The outbreaks I would consider "super" that are somewhat documented would be 1884, 1896, and 1932 (I could be forgetting a few). 1965, 1974, and 2011 were the other "super" outbreaks that I would consider to be well-documented. On average, these events occur about once every ~26 years if we refer to the years I presented here, so we should expect another super outbreak to happen sometime around 2037 if we're going purely statistically. So we can call these super outbreaks, all of which are quite comparable to one another, a 1-in-25 year event, roughly speaking. What about 1-in-1000 year tornado events? Or, what about a 1-in-100 000 year tornado event? At this point, the atmosphere is not marginally changing in its characteristics anymore, so now you've got to take that into account if you're going to try to define something like that.
But, the point still stands: We've been accurately documenting these things for only about ~60 years, and getting some semblance of documentation for at least 400 years. That is an infinitesimal blip compared to the history of the Earth. The most extreme events you can get here are likely much more intense events than even 2011 could have fostered. There's also likely been times where a "tornado alley" didn't exist on Earth for an appreciable time period, or times on Earth where there was a "tornado alley" that dwarfed ours today.
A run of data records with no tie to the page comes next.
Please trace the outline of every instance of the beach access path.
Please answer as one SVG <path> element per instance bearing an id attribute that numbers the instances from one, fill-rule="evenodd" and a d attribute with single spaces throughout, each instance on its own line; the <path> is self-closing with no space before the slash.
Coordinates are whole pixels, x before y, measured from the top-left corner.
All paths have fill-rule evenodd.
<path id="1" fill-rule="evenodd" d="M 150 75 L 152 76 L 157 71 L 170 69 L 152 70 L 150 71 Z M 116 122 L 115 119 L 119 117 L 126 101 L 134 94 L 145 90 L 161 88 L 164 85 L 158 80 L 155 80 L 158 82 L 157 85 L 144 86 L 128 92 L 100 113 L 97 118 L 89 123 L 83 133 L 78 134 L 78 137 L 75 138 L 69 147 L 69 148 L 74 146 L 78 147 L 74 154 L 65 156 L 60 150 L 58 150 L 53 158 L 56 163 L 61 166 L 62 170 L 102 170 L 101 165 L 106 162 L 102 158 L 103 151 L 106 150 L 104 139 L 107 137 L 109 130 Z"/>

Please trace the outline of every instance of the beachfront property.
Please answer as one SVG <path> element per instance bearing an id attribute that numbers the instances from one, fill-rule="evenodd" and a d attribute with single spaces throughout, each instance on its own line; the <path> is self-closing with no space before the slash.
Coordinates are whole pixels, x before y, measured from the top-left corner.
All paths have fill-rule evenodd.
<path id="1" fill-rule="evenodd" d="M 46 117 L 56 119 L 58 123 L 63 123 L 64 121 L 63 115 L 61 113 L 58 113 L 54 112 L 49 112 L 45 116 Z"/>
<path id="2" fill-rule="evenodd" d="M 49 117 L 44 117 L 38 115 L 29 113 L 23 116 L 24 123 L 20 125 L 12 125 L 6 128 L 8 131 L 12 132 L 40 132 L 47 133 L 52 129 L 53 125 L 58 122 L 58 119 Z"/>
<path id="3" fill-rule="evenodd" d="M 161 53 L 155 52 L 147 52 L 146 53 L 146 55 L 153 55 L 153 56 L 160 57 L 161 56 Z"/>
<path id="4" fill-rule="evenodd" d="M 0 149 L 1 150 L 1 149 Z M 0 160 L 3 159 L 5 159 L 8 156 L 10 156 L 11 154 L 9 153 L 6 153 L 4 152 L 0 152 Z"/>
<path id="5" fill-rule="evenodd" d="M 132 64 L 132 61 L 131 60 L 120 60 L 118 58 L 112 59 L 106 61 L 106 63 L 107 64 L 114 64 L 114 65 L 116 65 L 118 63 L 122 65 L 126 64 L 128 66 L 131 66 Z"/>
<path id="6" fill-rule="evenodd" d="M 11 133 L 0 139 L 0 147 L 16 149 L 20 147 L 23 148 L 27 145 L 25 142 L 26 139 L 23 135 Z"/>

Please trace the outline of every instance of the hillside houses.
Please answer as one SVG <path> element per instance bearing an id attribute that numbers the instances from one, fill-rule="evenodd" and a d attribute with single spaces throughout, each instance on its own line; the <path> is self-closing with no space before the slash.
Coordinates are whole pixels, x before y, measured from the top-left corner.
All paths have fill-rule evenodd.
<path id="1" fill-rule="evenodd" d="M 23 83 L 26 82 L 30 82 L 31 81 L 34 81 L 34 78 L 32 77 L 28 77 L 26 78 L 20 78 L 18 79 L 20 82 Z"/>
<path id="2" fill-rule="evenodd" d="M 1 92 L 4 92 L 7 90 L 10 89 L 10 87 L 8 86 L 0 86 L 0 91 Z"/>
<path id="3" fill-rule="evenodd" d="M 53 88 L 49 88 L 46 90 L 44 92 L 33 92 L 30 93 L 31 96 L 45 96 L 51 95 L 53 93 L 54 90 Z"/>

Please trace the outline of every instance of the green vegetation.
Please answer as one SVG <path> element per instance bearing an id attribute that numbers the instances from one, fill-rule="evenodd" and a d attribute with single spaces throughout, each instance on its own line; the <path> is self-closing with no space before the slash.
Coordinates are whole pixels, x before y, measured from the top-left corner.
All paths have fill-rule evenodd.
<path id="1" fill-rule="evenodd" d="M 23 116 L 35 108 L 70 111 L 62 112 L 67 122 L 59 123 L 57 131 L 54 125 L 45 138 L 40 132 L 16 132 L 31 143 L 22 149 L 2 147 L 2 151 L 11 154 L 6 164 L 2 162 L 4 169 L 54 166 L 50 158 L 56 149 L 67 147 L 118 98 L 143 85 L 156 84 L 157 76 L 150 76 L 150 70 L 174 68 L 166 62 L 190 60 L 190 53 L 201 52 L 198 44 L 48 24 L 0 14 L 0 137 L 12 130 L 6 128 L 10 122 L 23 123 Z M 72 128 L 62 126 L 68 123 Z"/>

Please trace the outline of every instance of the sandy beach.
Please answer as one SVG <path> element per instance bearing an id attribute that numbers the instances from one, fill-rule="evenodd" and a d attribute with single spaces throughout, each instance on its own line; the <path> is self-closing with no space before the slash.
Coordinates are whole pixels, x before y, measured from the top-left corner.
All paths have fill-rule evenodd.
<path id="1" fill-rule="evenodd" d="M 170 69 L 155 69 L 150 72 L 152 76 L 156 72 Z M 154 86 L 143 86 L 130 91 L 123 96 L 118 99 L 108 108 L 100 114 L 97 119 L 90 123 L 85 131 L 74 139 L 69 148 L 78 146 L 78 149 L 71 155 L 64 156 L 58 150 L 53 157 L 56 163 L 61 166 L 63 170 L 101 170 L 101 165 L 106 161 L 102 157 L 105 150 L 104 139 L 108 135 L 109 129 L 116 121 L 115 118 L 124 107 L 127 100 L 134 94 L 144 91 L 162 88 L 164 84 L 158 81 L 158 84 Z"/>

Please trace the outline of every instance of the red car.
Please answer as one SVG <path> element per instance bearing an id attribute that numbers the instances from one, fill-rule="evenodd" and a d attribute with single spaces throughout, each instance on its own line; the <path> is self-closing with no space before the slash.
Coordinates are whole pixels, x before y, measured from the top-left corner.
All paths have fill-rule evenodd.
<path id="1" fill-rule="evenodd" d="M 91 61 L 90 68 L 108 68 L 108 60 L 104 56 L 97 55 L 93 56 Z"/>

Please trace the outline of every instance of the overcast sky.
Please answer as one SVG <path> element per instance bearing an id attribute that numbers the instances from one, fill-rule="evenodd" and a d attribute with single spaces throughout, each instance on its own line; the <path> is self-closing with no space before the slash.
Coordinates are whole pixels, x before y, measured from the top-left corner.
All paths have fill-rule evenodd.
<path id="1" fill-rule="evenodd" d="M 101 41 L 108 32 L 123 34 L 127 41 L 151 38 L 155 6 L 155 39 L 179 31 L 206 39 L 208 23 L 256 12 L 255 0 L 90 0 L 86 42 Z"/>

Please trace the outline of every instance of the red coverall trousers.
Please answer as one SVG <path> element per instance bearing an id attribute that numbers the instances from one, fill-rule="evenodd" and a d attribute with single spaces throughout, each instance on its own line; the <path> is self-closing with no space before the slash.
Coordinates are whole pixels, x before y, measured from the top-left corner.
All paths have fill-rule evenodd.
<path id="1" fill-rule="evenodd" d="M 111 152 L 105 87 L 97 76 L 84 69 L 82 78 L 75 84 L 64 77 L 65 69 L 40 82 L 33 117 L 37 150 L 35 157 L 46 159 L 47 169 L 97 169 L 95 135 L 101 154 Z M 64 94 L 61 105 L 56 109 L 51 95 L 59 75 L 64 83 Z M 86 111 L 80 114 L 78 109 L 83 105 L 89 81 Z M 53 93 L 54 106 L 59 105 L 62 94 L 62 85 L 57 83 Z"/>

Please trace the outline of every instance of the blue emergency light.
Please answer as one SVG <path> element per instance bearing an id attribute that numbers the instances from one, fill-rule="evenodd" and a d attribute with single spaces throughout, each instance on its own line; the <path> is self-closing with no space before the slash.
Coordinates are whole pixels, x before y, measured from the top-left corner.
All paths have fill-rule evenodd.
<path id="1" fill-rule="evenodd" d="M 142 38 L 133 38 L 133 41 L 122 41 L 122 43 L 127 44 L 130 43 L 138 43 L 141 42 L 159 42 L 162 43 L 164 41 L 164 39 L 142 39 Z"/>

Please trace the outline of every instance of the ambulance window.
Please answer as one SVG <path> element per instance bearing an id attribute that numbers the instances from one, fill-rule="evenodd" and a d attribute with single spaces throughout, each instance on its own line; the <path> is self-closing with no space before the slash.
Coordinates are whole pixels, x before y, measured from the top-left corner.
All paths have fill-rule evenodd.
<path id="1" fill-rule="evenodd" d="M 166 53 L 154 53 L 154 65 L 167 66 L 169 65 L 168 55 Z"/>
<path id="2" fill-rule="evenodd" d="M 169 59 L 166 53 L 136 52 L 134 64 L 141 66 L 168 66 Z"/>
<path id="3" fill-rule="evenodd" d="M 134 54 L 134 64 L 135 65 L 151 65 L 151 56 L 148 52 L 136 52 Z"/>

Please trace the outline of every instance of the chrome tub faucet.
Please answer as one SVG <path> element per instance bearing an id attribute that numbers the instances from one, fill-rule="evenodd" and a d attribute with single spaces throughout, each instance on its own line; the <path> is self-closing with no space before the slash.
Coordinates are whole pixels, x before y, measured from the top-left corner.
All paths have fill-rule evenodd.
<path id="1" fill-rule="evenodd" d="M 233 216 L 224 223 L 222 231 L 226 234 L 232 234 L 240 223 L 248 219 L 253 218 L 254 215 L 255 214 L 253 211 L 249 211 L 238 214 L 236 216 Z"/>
We simply don't know, but statistically speaking, I believe these ideas are quite plausible.
We discuss the 2011 super outbreak as "everything coming together in perfect harmony," which is pretty much true. But what about events where every parameter and possibility for a super outbreak comes into harmony better than 2011 did? To say that such an event never existed would be almost laughably wrong to me. I'm sure you could come up with a hypothetical trough ejection that is geometrically more favorable, with an even wider warm sector and more extreme kinematics, with favorable parameters moving with the storms and timed similarly with peak daytime heating. If it's remotely realistic and/or possible, it has likely occurred or come very close to actually occurring.
For example: Imagine a slightly more geometrically favorable 4/3/74 trough swinging through the same areas with better thermos, like it coming through at the beginning of May rather than the beginning of April. Or, better yet, what if there was an extremely unseasonable example of a mega-trough occurring in June-July and swinging through the US with summer-like CAPE values overspreading 4/27/2011 like kinematics over an even wider area than the original 4/3/74 outbreak? We cannot say such a thing is impossible, the Earth's atmosphere is extremely chaotic and things like this can and will eventually occur over an infinite time period. Billions of years is definitely long enough for such a thing to end up happening at least once, I believe. Such an extreme event would dwarf the magnitude of 4/27/2011 and maybe is genuinely impossible, but we cannot say that for certain, not yet.